Italian Unification in 1861 entrenched power in the north, and agricultural labourers from central and southern Italy and the urban poor left for North America seeking better lives. By 1914, immigration from Italy exceeded immigration from all other countries.
On July 20, 1871, British Columbia became Canada’s sixth province with a federal commitment to build a connecting railway from Eastern Canada by 1881. The government wanted the railway built as cheaply as possible and condoned the hiring of Chinese and other foreign labourers who could be paid less.
In the 1880s and 1890s, emigration from Italy was directly related to the construction of the western leg of the Canadian Pacific Railway (CPR) and coal mining development.
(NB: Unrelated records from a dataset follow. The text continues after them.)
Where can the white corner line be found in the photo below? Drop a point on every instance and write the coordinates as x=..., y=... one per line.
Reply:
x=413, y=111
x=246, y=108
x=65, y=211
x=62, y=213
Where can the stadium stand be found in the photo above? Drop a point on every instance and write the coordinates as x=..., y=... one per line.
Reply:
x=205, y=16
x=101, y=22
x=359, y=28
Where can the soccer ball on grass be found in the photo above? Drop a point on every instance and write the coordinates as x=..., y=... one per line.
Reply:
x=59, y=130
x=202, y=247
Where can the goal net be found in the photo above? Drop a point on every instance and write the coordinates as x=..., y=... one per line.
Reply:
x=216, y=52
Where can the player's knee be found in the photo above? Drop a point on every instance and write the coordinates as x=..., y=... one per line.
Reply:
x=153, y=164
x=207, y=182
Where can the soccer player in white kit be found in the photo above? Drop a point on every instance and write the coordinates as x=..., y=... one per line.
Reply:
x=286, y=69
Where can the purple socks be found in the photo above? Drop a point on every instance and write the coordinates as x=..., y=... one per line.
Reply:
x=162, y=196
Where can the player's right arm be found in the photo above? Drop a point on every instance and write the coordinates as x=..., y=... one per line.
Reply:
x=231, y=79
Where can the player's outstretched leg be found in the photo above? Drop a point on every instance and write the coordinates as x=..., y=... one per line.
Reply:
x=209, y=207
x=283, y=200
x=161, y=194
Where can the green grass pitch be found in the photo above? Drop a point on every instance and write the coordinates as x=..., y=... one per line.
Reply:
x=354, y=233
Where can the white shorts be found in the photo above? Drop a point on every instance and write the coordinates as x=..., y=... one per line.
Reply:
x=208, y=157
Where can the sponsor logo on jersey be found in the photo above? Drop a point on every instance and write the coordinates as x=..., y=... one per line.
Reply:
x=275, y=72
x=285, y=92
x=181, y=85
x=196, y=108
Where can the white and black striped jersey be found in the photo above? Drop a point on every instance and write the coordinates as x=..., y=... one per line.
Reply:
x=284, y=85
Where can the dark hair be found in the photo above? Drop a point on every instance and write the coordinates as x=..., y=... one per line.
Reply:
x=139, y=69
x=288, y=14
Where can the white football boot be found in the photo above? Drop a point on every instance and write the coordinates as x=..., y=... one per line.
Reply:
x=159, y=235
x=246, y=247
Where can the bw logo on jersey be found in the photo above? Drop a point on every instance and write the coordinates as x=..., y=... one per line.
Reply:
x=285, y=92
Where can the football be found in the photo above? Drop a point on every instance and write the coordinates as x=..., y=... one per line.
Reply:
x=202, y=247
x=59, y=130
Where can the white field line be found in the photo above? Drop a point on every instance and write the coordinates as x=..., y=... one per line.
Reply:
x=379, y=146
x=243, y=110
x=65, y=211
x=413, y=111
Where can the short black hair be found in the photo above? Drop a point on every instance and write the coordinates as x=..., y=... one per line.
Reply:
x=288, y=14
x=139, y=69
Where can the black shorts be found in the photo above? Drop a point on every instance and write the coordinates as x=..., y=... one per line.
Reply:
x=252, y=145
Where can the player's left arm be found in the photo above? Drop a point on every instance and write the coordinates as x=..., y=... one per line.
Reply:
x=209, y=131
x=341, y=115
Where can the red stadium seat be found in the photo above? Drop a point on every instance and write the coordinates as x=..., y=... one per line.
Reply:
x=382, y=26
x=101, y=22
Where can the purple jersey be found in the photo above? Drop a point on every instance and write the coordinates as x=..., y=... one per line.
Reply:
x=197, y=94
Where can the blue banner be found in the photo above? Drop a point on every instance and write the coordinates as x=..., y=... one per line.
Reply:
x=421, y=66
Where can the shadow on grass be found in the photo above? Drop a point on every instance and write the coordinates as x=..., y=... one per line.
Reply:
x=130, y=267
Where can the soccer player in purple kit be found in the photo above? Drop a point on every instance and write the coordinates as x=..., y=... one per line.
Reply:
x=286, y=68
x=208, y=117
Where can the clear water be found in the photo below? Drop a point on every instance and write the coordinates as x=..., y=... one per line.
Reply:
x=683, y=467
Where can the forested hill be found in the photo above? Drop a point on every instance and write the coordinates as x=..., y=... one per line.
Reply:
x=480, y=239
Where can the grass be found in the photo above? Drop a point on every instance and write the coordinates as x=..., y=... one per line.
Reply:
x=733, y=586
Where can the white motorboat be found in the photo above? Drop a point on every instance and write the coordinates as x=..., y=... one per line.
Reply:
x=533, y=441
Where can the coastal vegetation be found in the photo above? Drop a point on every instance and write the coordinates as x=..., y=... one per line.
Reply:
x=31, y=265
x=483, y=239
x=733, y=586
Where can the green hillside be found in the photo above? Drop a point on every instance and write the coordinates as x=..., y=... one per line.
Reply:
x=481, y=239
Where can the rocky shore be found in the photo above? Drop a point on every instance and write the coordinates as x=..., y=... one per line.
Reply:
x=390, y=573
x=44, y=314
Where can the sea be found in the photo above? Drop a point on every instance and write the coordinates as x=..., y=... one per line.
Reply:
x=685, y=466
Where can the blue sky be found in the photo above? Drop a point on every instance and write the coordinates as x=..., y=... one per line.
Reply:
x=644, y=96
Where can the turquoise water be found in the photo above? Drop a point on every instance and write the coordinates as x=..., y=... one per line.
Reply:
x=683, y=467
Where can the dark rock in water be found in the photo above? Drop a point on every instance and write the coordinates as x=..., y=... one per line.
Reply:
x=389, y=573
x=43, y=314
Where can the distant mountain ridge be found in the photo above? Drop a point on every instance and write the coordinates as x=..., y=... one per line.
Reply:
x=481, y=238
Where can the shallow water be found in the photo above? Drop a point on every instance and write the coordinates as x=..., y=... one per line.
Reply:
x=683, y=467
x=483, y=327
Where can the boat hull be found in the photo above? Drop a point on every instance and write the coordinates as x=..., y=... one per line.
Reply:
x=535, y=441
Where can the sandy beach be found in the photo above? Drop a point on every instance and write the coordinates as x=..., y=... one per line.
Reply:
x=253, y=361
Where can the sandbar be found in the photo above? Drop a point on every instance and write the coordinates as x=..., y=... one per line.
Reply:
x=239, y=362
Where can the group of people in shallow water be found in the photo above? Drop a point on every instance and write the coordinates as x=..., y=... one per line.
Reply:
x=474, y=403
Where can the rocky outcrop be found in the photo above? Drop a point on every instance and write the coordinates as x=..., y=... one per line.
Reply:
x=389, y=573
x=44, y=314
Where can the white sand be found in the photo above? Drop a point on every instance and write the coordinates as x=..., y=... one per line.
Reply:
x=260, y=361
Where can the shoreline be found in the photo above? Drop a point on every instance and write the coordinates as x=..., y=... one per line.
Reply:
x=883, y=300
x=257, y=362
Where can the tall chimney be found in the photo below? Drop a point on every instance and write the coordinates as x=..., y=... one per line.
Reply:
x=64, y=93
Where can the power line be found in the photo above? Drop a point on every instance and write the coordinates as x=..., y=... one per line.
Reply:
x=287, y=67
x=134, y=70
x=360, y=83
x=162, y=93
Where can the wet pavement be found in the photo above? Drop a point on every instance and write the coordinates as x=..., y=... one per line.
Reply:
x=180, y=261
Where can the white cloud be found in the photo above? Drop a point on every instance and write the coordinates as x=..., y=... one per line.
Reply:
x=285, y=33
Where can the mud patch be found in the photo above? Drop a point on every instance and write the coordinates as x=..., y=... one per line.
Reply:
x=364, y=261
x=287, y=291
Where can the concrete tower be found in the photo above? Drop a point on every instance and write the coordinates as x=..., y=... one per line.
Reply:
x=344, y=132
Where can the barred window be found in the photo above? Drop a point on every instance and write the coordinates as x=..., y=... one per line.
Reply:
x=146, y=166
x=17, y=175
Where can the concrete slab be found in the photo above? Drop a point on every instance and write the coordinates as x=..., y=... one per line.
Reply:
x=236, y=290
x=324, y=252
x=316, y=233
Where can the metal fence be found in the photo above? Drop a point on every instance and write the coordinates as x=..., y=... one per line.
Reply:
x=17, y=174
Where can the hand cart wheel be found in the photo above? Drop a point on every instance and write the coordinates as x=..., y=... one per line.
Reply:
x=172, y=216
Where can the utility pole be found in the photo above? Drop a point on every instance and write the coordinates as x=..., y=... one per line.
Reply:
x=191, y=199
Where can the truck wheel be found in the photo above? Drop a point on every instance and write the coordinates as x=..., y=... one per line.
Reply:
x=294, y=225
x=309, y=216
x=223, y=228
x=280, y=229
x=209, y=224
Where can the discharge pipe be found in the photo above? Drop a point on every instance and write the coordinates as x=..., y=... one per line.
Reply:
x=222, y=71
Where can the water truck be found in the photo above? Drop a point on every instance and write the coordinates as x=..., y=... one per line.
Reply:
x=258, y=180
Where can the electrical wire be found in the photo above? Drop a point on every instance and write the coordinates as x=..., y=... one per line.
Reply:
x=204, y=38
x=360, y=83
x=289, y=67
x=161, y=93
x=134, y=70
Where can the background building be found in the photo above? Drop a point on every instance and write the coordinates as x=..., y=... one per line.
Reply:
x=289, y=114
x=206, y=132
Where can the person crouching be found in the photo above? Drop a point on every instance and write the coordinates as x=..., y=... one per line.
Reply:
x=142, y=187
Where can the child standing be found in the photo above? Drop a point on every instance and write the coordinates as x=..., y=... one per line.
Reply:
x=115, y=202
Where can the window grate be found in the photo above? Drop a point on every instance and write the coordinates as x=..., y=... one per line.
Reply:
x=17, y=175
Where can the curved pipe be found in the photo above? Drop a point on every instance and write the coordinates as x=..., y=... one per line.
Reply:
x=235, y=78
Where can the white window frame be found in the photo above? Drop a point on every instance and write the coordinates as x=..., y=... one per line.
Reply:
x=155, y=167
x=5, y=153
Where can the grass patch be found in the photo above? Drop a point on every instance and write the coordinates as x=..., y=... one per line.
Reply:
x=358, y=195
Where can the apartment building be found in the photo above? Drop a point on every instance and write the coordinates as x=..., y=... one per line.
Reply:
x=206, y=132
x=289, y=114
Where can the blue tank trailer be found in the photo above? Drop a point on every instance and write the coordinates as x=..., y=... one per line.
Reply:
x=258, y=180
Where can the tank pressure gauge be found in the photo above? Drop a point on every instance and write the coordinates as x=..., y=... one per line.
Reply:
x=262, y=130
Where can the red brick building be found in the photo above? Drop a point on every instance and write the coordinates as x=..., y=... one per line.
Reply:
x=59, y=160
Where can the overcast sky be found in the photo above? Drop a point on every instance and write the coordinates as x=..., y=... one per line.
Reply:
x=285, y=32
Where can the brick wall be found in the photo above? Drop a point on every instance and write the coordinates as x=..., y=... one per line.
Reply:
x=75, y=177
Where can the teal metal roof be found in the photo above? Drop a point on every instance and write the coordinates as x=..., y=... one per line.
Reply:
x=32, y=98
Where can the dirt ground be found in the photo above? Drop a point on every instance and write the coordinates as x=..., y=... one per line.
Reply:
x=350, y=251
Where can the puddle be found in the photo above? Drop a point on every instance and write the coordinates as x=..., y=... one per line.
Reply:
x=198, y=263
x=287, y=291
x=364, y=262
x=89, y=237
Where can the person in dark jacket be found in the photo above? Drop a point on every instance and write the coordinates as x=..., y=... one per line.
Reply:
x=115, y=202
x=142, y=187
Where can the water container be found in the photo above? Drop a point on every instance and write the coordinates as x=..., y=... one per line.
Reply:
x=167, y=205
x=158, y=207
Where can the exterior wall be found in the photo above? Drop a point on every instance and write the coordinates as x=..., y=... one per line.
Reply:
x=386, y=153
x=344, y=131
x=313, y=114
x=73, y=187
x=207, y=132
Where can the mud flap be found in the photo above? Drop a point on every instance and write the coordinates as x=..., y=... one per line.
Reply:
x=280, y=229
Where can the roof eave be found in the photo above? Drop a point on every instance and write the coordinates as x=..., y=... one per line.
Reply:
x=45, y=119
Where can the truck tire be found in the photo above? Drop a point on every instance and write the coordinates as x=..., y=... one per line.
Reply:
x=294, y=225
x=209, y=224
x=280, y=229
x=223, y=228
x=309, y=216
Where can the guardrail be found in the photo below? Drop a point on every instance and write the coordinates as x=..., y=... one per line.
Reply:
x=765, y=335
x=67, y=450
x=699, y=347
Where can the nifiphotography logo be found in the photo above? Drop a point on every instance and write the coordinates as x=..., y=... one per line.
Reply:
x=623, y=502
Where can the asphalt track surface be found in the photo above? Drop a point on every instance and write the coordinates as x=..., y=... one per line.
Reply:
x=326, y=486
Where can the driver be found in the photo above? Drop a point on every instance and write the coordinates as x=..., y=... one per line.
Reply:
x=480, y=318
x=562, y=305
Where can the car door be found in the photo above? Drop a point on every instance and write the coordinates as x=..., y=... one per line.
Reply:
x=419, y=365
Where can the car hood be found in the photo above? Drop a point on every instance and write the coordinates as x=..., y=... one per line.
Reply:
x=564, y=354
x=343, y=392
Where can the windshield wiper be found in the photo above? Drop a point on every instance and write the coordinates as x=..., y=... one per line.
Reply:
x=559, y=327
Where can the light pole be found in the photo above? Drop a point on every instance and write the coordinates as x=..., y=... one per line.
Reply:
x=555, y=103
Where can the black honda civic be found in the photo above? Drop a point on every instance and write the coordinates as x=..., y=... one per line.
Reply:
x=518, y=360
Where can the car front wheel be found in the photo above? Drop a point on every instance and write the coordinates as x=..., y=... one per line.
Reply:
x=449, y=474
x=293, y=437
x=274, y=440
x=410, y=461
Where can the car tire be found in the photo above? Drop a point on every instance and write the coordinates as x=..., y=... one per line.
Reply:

Labour agents including Montreal-based Antonio Cordasco supplied the CPR. Immigrants were charged exorbitant amounts for travel and accommodation and work was not guaranteed. Most came via Ellis Island in New York.
John Welch (Giovanni Veltri) from Grimaldi, Calabria, worked on various construction projects in Spokane. In 1897, with brother Vincenzo and other compatriots, he worked on the Nelson-Slocan Branch, clearing rock using horse-drawn dump-carts and drag-boats. In fall 1897, the CPR started construction of the Crownest Pass Railway and received a 14-mile contract from Kootenay Landing to Goat River.
By the first decade of the 20th century, Elk Valley communities and the Crowsnest Pass became preferred destinations for Italian unskilled labourers. Some wanted to make money and return to Italy, but the majority became attached to their host country and put down roots.